Les hydrogéologues « donnent des perspectives ou des pistes pour améliorer la qualité de la ressource », a-t-il affirmé, précisant que Nestlé Waters n’avait pas encore eu de « discussion approfondie » à ce sujet mais que le groupe était « prêt » à prendre les mesures nécessaires. La direction de Nestlé Waters a dans la foulée tenu une conférence de presse, indiquant avoir reçu ce rapport de plus de 150 pages « il y a trois jours ».

« Il reconnaît d’abord la stabilité chimique de tous les forages, mais il pointe l’évidence de déviations microbiologiques très ponctuelles et, sur cette base, il émet un avis défavorable », a déclaré Muriel Lienau, depuis Vergèze où elle est allée présenter le rapport « aux équipes et les rassurer sur l’avenir ».
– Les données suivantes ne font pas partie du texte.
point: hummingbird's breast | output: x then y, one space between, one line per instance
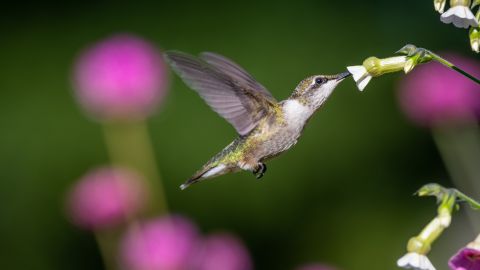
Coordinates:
282 131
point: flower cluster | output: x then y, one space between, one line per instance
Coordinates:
460 14
122 77
411 56
419 246
433 95
106 197
374 67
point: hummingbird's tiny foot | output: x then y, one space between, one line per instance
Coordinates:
260 170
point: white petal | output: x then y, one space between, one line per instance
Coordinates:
362 83
460 16
360 75
415 261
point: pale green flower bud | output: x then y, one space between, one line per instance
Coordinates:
475 32
439 5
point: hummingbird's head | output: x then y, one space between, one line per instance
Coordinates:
314 90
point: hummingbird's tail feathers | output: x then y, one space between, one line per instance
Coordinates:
203 174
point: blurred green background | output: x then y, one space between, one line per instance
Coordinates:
342 195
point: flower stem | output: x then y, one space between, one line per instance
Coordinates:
474 204
129 145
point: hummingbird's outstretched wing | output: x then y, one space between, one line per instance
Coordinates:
226 87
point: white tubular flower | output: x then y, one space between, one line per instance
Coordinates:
439 5
360 75
460 14
415 261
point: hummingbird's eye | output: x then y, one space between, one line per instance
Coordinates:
320 80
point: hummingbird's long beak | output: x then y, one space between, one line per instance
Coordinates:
342 75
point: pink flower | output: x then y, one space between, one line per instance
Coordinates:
465 259
104 197
159 244
120 77
434 94
315 266
222 252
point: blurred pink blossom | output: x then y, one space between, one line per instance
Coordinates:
315 266
465 259
120 77
434 94
105 197
222 252
159 244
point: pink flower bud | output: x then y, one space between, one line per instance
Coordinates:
120 77
465 259
163 243
222 252
105 197
434 94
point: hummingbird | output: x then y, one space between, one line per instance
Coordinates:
265 127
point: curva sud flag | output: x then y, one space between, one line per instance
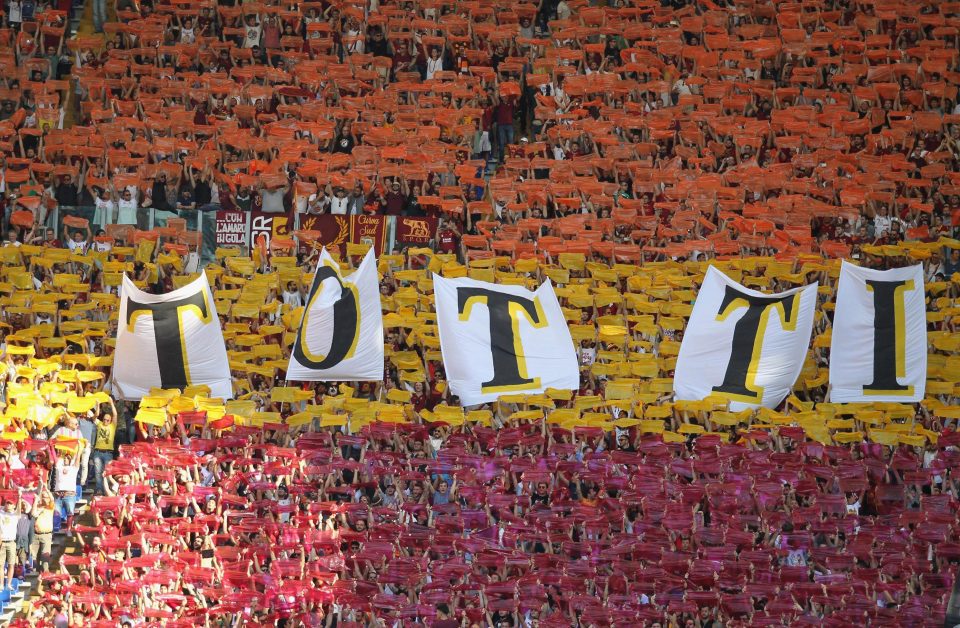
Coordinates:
169 341
341 333
498 339
878 349
742 344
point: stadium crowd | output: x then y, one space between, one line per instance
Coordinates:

Nestlé assure ne pas vouloir abandonner l’activité « eau »

« Nous nous tenons bien sûr à disposition de l’ARS d’Occitanie et des préfets du Gard pour comprendre les suites qu’ils entendent donner à cet avis, afin de pouvoir envisager de notre côté l’adaptation de la stratégie industrielle de notre site de Vergèze », a-t-elle ajouté, indiquant ne pas connaître la date de décision, mais réitérant la « conviction que ces forages [étaient] conformes à la classification « eau minérale naturelle » ».

L’ARS avait invité en août Nestlé Waters à « s’interroger » sur un autre « usage alimentaire » de son site de conditionnement de Perrier. Le groupe a lancé récemment la marque Maison Perrier, qui ne s’appelle pas « eau minérale » et peut donc faire l’objet de traitements de désinfection.

Devant les sénateurs mercredi, le DG de Nestlé a par ailleurs annoncé le lancement d’une « revue interne en France sur ses pratiques passées ». « Au nom du groupe Nestlé, je souhaite réitérer mes plus sincères regrets pour cette situation du passé », a-t-il dit. Les sénateurs s’étaient plusieurs fois étonnés de l’absence d’enquête interne.

Le DG de Nestlé a enfin assuré que le groupe ne comptait pas sortir de l’activité des eaux : « nous croyons au potentiel de cette activité. Nous cherchons un partenaire, mais il n’est en aucune sorte question d’une vente à 100 % et de sortir de l’activité, absolument pas ».